フードエッセイ『アイスクリームが溶けぬ前に』 #7 ママパパ(小田原)
『その土地でないと食べられないものを食べる』という、食の束縛リミッターをはずしたい瞬間がある。
ご当地グルメ、郷土料理、○○名物。
せっかく旅をしたなら、そこでしか食べられないものを食べる醍醐味がある一方で、暗黙に自分に課したルールにとらわれ、グルメで起きうる「入ってみたら美味しかった」みたいな偶然の副産物に出会えないことがある。
小田原在住の友人が、寿司屋だけどアジフライが美味しいという店に導いてくれる。
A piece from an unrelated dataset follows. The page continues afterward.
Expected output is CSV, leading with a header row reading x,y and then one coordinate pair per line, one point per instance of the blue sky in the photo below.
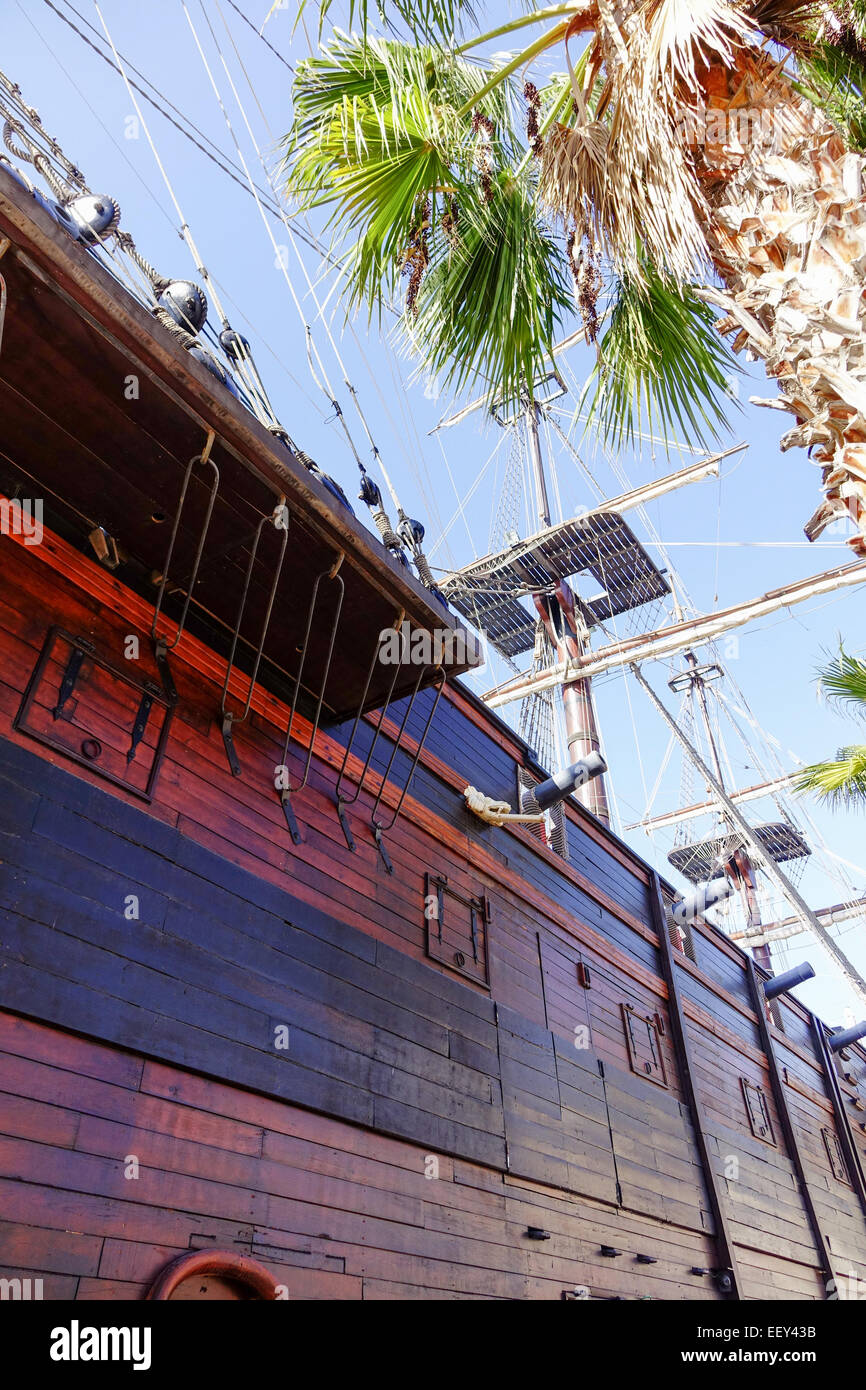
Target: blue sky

ただ、お店に着くと、まさかの臨時休業の札。予期せぬ状況に怒るなんてことはないぜとロックンロール調なテンションになっているぼくに、友人は近くにあったネパールカレーのお店をおすすめしてくれた。
ネパール料理と、ここ小田原で(!?) はじめましてになるなんて…!と、心の中のボルテージが高まる中で、いざリングイン。お店に入った瞬間、インドカレーのお店とはちょっと違う雰囲気に心が踊る。
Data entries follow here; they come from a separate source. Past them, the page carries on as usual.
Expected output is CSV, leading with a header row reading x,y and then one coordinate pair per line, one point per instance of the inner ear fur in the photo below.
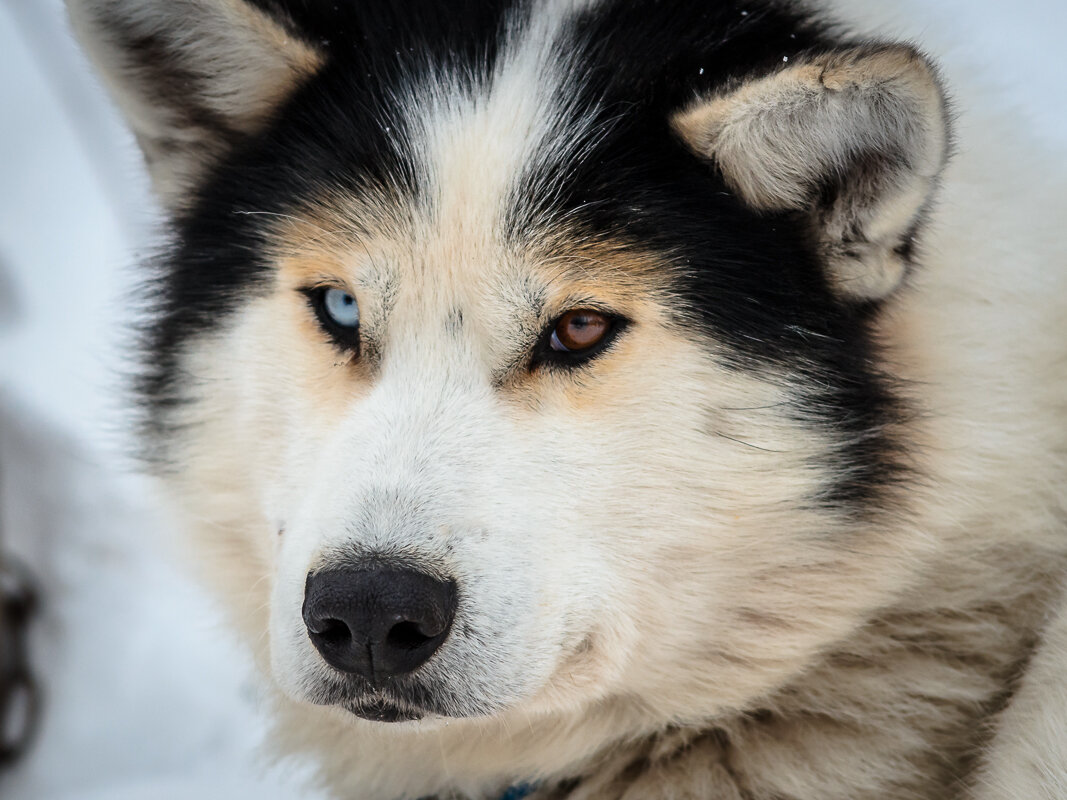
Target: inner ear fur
x,y
191,76
856,139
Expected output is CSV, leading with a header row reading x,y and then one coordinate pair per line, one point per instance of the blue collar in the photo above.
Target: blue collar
x,y
518,792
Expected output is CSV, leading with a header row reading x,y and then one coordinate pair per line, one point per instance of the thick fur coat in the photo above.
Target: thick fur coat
x,y
792,527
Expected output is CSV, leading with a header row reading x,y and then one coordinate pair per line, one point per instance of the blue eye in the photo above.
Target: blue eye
x,y
338,315
341,307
国旗のような旗のような布がガーランドになっていて、ネパール雑貨もレジ奥に陳列されている。まるで、ネパールに小旅行に来た気分だ。
ただ、ネパールカレー初心者のぼくには、インドカレーとネパールカレーのちがいは全く分からなかった。が、ネパールカレーの気分だったので、3択の法則にハマり、真ん中の値段のBランチ(3種のカレー)を注文する。
やってきたカレーは、中華のターンテーブルのような配置をしていた。
細長く甘味控えめのタイ米は、インドカレーとの違いをよく分からないままネパールカレーを注文したぼくでも、ちがいが分かる味。最初は馴染めなかったタイ米と少しずつ仲良くなれたのは、チキンカレーと大豆を使ったダルカレーのおかげ。羊を使ったマトンカレーはお子さま舌のぼくにとっては、まだ早かったけど。
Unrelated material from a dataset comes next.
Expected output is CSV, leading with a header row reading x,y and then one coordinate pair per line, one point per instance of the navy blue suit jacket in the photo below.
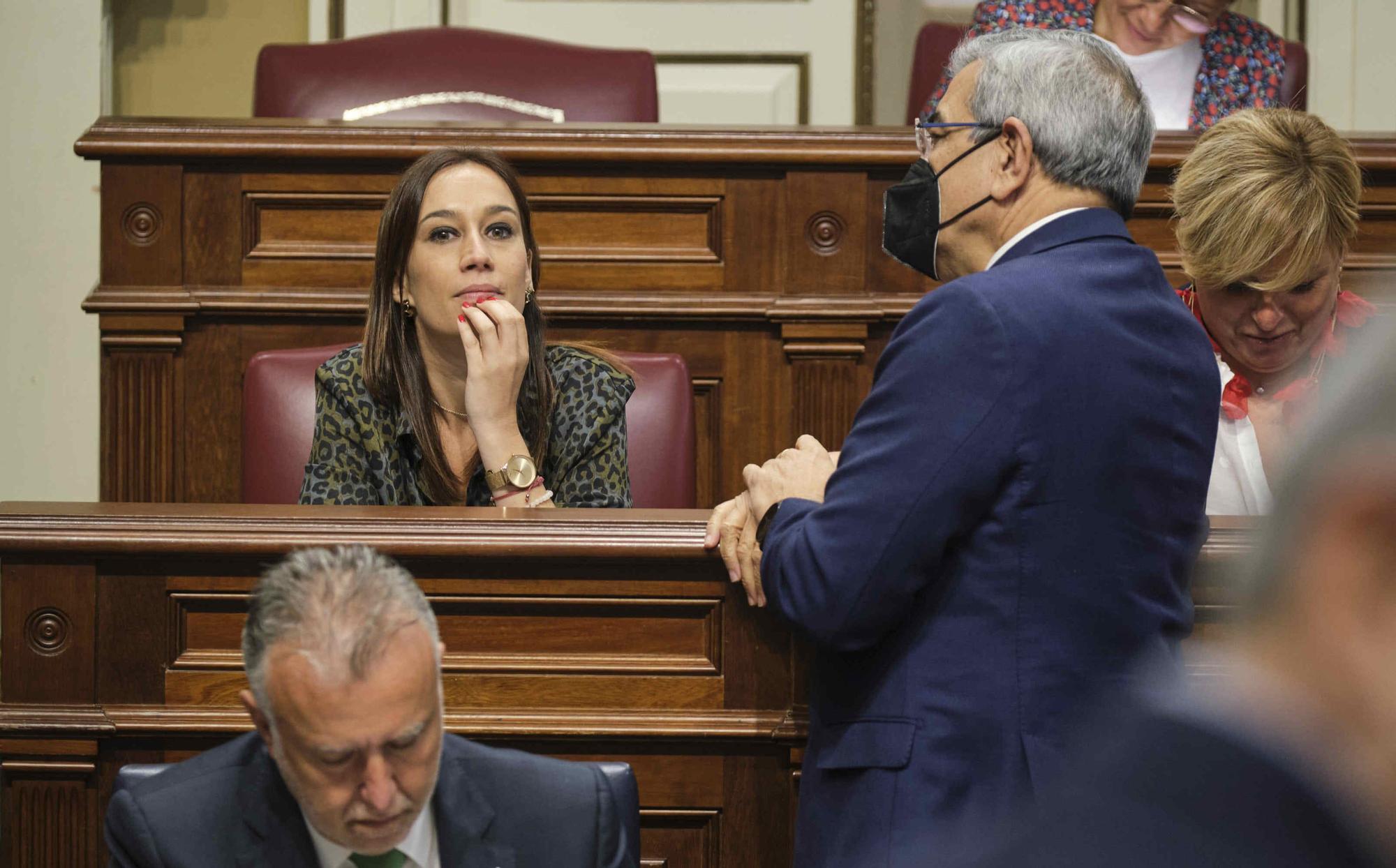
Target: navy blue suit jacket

友人とは、彼が普段やっていること、ここまでに辿ってきた道、ウェルビーイングのこと、そして人間関係についてなど、ストライクゾーン広くいろんな話をした。そんななかで、彼が伝えてくれた「社会や大きな世界ではなく、自分や自分に近しい人々、ご縁のある人に時間や力を使っていきたい」という言葉は、ラッシーの優しい味のようにスッと自分の中に広がっていく。
遠くに広く、水面に波状を広げていくのが最初の目標になると、いつの間にか手前をないがしろにしてしまう。回転寿司でいうなれば、食べた枚数を増やすことに意識が向いてしまって、1皿ごとに味わえていないという感じ。家庭の食卓で例えれば、家族が作る料理を適当に食べるといった具合。
今までは、近い関係の人は多少適当になっても大丈夫だろうと、たかをくくっていたが、家族やずっと気にかけてくれる友人、職場の同僚といった近い存在こそ、時間や感情を使っていきたい。ありがとう、美味しかったという言葉のギフトを常に届けるんだ。
食べている時間は、感性を磨き、想像力を育て、日常に感謝し、自分を見つめ直せるシンデレラタイムだ。そして、マリオのスターのように、シンデレラタイムをさらに忘れられない時間にしてくれるのが、人という存在なのかもしれない。
それぞれが別の目的地へと向かうとき、手と手を重ねた。その手の温もりと、彼の大きな心のような手を感じながら、この1食がこの土地でないと出会えなかったものへと変わる。
ネパールのエベレストの裾野に広がる村のような、広い心を持ち合わせた彼への感謝の気持ちが残るうちに、ごちそうさまでした。